Last night on RN.FM Radio, nurse and well-known author Carol Gino spoke eloquently about the need for nurses to develop self compassion before they can truly experience empathy for their patients. She was so right.
"We need to teach compassion for the self so that empathy for others can be developed."----Carol Gino on RN.FM Radio.
Whether you're a nurse or not, compassion for the self is paramount, and when we skip ourselves when thinking about the practice of compassion, we have misplaced---perhaps purposefully---a major aspect of the compassion calculation.
On the show, Carol waxed poetic about the ways in which nurses are wounded and wound one another. In nursing school, we're told to empathize with patients, but we're also admonished to "not get too close" and keep our boundaries firm. That's all well and good, but what about our boundaries with ourselves and our own emotional lives? How do we connect with the fact that we're cut off from our own feeling nature, going about our business with the affect of an automaton, albeit an overworked and over-stressed automaton?
While there are rare nursing schools that actively utilize theoretical structures such as Jean Watson's Caring Theory, most schools spend the majority of the educational process cramming knowledge down fledgling nurses' throats, paying little heed to the self care and self compassion that are essential to being a truly effective nurse.
In the world of nursing education, we give compassion---especially self compassion---short shrift, and new and seasoned nurses suffer for it.

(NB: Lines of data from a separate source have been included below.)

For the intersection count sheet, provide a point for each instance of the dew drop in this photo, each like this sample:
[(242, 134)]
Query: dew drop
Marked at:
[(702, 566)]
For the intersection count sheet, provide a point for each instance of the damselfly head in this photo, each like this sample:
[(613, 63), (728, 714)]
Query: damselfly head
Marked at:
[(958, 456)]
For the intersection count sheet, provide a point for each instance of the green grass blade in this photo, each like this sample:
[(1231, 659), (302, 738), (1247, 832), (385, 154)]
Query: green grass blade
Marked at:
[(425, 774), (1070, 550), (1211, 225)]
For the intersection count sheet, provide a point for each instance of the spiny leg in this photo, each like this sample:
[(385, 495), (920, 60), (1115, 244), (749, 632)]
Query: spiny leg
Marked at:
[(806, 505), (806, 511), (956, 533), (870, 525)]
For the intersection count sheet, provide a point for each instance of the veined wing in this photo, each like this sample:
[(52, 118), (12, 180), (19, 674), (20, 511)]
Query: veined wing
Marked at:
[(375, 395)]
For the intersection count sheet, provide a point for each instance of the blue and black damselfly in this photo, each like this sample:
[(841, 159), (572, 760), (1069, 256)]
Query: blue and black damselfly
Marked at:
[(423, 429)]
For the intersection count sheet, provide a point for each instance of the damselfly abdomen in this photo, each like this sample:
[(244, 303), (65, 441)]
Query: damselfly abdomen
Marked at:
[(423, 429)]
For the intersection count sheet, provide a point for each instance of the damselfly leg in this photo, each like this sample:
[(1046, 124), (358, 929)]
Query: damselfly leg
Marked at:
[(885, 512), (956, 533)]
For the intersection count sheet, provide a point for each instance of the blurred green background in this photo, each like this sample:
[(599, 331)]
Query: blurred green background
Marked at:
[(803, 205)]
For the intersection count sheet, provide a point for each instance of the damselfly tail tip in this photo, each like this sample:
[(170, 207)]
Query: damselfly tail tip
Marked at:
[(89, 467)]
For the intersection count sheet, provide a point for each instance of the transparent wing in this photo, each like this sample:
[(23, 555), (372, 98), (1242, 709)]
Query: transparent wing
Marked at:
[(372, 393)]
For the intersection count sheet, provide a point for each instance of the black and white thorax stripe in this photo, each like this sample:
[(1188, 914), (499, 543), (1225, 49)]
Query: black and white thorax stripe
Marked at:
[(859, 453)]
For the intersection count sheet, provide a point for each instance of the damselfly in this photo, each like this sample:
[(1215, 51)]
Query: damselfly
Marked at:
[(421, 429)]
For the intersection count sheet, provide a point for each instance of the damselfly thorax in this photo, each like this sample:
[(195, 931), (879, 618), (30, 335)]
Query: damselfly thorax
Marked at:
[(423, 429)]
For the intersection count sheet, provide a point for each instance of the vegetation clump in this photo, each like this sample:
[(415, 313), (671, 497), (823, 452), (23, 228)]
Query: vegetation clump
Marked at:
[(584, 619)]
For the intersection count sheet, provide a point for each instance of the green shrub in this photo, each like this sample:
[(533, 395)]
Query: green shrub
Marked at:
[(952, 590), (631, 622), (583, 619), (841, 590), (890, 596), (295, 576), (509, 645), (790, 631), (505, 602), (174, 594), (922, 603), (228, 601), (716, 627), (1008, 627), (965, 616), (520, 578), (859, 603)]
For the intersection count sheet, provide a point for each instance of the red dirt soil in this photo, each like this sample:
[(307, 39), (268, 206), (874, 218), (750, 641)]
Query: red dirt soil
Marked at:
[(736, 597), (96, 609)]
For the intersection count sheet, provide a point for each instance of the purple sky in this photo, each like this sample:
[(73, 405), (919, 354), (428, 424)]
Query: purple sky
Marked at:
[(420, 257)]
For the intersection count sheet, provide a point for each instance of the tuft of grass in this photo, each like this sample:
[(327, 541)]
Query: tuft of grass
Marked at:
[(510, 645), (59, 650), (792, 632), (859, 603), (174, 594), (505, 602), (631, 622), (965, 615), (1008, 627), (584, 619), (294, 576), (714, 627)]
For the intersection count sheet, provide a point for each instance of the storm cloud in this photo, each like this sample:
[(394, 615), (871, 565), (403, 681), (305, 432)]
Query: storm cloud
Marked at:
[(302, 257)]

It is a demanding career, and as we usher these new nursing brethren
through the educational process, we forget to remind them that caring
for themselves and their own emotional lives is of equal importance to
patient care. When those new graduates bound out of school with the enthusiasm of the newly anointed nurse, how can we have so utterly failed to give them some of the basic tools of survival that they need as they rush headlong into the fray?
Compassion is key, and it begins with compassion for the self, as nurse author Michael Ortiz Hill states in his newest book, "The Craft of Compassion at the Bedside of the Ill". We nurses need to nurture that seed of compassion within ourselves---for ourselves---and that nurturing will, as Carol Gino stated so clearly, be the proper spiritual fertilizer for our powers of empathy.